Input: nums = [1], k = 1 Output: [1]

Steps

1. Initialization: Create a deque (double-ended queue) to store indices of elements. This deque will maintain the indices of potential maximums in the current window.

2. Sliding Window: Iterate through the nums array.

3. Deque Maintenance: For each element nums[i]:

   • Remove elements from the rear of the deque whose indices are smaller than i - k (elements outside the current window).
   • Remove elements from the rear of the deque that are smaller than the current element nums[i]. These elements cannot be the maximum in any future window.
   • Add the current element's index i to the rear of the deque.

4. Result: The front element of the deque always represents the index of the maximum element in the current window. Add nums[deque.getFirst()] to the result list.

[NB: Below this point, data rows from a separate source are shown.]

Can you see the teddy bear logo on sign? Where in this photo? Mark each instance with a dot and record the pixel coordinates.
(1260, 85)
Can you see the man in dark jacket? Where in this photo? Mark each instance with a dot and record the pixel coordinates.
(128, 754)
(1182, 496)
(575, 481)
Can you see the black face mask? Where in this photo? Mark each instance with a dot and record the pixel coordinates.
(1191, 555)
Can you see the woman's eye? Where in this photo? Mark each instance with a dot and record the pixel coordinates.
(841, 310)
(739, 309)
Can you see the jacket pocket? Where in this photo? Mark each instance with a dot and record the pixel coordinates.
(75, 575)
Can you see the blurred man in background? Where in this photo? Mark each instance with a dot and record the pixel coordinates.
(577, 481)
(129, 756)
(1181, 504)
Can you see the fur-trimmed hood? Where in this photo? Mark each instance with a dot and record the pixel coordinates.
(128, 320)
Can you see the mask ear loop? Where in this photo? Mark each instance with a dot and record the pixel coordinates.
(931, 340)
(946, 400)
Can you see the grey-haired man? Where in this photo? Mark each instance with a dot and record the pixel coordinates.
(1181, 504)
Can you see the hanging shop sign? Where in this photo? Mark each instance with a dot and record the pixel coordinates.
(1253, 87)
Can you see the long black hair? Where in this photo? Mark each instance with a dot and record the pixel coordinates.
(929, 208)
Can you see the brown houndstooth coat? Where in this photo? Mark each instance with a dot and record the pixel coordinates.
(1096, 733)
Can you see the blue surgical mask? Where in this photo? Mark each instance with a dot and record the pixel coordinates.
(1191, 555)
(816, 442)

5. Return: Return the result list containing the maximums of each sliding window.

Explanation

The deque acts as a "monotonic decreasing queue". It ensures that the elements are stored in descending order of their values. This allows us to quickly find the maximum element in the current window by simply looking at the front of the deque. Removing elements from the rear that are smaller than the current element guarantees that we only keep potentially maximum elements. Removing elements from the front that are outside the current window maintains the window's size constraint. This approach ensures that we efficiently compute the maximum within each window in O(n) time.

Code

import java.util.ArrayDeque;
import java.util.Deque;
import java.util.Arrays;

class Solution {
    public int[] maxSlidingWindow(int[] nums, int k) {
        if (nums == null || nums.length == 0 || k <= 0) {
            return new int[0];
        }

        int n = nums.length;
        int[] result = new int[n - k + 1];
        Deque<Integer> deque = new ArrayDeque<>();

        for (int i = 0; i < n; i++) {
            // Remove elements outside the window
            while (!deque.isEmpty() && deque.peekFirst() <= i - k) {
                deque.pollFirst();
            }

            // Remove smaller elements from the rear
            while (!deque.isEmpty() && nums[deque.peekLast()] < nums[i]) {
                deque.pollLast();
            }

            // Add current element's index
            deque.offerLast(i);

            // Add maximum to result if window is full
            if (i >= k - 1) {
                result[i - k + 1] = nums[deque.peekFirst()];
            }
        }

        return result;
    }
}

Complexity

• Time Complexity: O(n), where n is the length of the input array. Each element is added and removed from the deque at most once.
• Space Complexity: O(k), where k is the size of the window. The deque can store at most k elements.